Après la délinquance, Eggsy va goûter à la méritocratie

Tout d’abord et comme je le précise en introduction, l’inclusivité étant devenu le maître mot du discours prosélyte progressiste, des personnages inhabituels y sont introduits et leur rôle y est retravaillé sous l’angle du bien et du mal. Serait-ce les prémices de la lutte contre l’élection de Donald Trump (ou les problèmes que les Anglais rencontrent avec Tommy Robinson), cette fois, événement majeur, un petit blanc est le centre de ce scénario.

Je crois que déjà, le progressiste sentait que le poor white trash lui échappait, et qu’il fallait « l’inclure » dans ce grand combat final contre les vilains. Du coup ici, Eggsy est blanc. Il a grandi dans une banlieue pourrie d’Angleterre et il se distingue en cela de toute l’aristocratie de son pays, par ses manières, son habillement, sa façon de parler, ses codes, ses aspirations… Cependant, ce qu’il a appris dans son milieu va lui servir à vaincre, même s’il devra s’acculturer pour gagner. La roublardise du pauvre, son attrait pour les femmes et l’alcool ne seront pas un obstacle. Ils devront être canalisés pour donner du fruit. Luc Besson, sortez de ce corps.    

Deuxième élément étonnant, la situation familiale de ce red neck n’est pas éludée. Il est élevé par une fille-mère qui n’a pas retrouvé le bonheur auprès de son second compagnon. Ce dernier la bat, il bat le petit qui a été séparé de son père, non pas du fait des choix de sa mère, mais à cause de circonstances dramatiques. Concession à la mièvrerie ambiante, la pauvre femme est allée vers le bad boy par désespoir et non par choix. Elle a eu un deuxième enfant avec lui, mais certainement par hasard… bref, ce film ne va pas jusqu’à s’attaquer à l’image de la sainte mère immaculée.

 

L’environnement

Dans cette banlieue pourrie anglaise, les scénaristes ne vont pas non plus jusqu’à présenter des pakis comme majoritairement fauteurs de troubles. Blancs et nègres y sont mélangés dans une indifférenciation de bon aloi. Quant aux aryens islamistes venus d’Inde en masse, je n’en ai pas vu la moindre trace, excepté sous les traits d’un dangereux terroriste au début, certes très motivé à tuer des gens, mais bien isolé. Il ne faut pas trop en demander au progressiste. En dehors de ces écueils habituels, la situation familiale de ce jeune blanc, et ses implications, y sont donc bien décrites. Les familles recomposées n’y sont plus un eldorado. La banlieue n’y est pas tout à fait excusée. La question de la responsabilité individuelle y est d’ailleurs abordée de manière centrale.

 

Les personnages

Eggsy va devoir choisir son destin, et s’affronter à une cohorte d’enfants d’aristocrates pour s’en sortir. Il sera aidé sur son chemin par une jeune fille avec qui il s’alliera pour atteindre son objectif. Petit blanc + femelle. Un peu caricatural ? Eh bien là encore, le personnage féminin a été retravaillé pour lui donner un peu plus d’épaisseur. Dans ce groupe de jeunes qui doivent lutter pour obtenir le job d’espion, il n’y a pas autant de filles que de garçons, et la fille n’est pas désincarnée, ni asexuée. Elle a ses fragilités… de fille.
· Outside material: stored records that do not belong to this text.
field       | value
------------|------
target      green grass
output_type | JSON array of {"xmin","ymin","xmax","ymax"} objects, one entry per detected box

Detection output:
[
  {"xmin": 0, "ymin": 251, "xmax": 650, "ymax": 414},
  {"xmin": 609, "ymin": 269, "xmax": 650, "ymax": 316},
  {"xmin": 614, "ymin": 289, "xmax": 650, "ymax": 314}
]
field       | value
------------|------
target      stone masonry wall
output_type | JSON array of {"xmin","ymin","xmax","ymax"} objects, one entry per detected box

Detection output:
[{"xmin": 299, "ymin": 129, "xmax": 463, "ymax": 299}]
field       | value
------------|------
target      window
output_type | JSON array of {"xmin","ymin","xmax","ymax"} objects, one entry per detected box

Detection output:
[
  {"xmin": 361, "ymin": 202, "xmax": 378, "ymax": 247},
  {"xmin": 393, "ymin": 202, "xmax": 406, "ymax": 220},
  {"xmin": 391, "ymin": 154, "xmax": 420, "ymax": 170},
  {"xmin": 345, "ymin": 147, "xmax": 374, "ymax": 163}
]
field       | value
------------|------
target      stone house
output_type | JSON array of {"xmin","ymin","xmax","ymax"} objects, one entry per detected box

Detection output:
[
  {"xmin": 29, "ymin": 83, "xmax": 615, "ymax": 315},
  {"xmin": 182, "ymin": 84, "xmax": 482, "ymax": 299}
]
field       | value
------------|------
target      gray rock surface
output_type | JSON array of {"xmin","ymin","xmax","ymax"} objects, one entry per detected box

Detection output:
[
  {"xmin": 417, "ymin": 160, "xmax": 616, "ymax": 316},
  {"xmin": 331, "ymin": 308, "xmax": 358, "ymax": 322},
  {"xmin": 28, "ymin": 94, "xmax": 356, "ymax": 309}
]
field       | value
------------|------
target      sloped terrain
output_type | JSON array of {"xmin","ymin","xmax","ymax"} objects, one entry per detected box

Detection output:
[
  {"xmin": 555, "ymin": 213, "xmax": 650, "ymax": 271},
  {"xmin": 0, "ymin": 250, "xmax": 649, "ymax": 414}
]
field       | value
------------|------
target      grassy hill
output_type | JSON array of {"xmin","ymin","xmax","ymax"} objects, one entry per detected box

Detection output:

Les scénaristes progressistes ont donc intégré que les jeunes femmes n’avaient pas les mêmes difficultés que les garçons pour s’intégrer socialement et exploser le plafond de verre. Ils prennent leurs peurs en compte et leur montrent un chemin pour les dépasser (quand bien même ce sera pour devenir stériles ce qui évidemment n’est pas montré dans le film). Enfin, il y a des gentils parmi les riches et des méchants parmi les pauvres, les femmes ou les nègres, ce qui est là-aussi un énorme progrès par rapport à bien des films de propagande, surtout si l’on songe que le principal couple de vilains est constitué de manière assez audacieuse par un « homme de couleur » et une femme aux jambes bioniques.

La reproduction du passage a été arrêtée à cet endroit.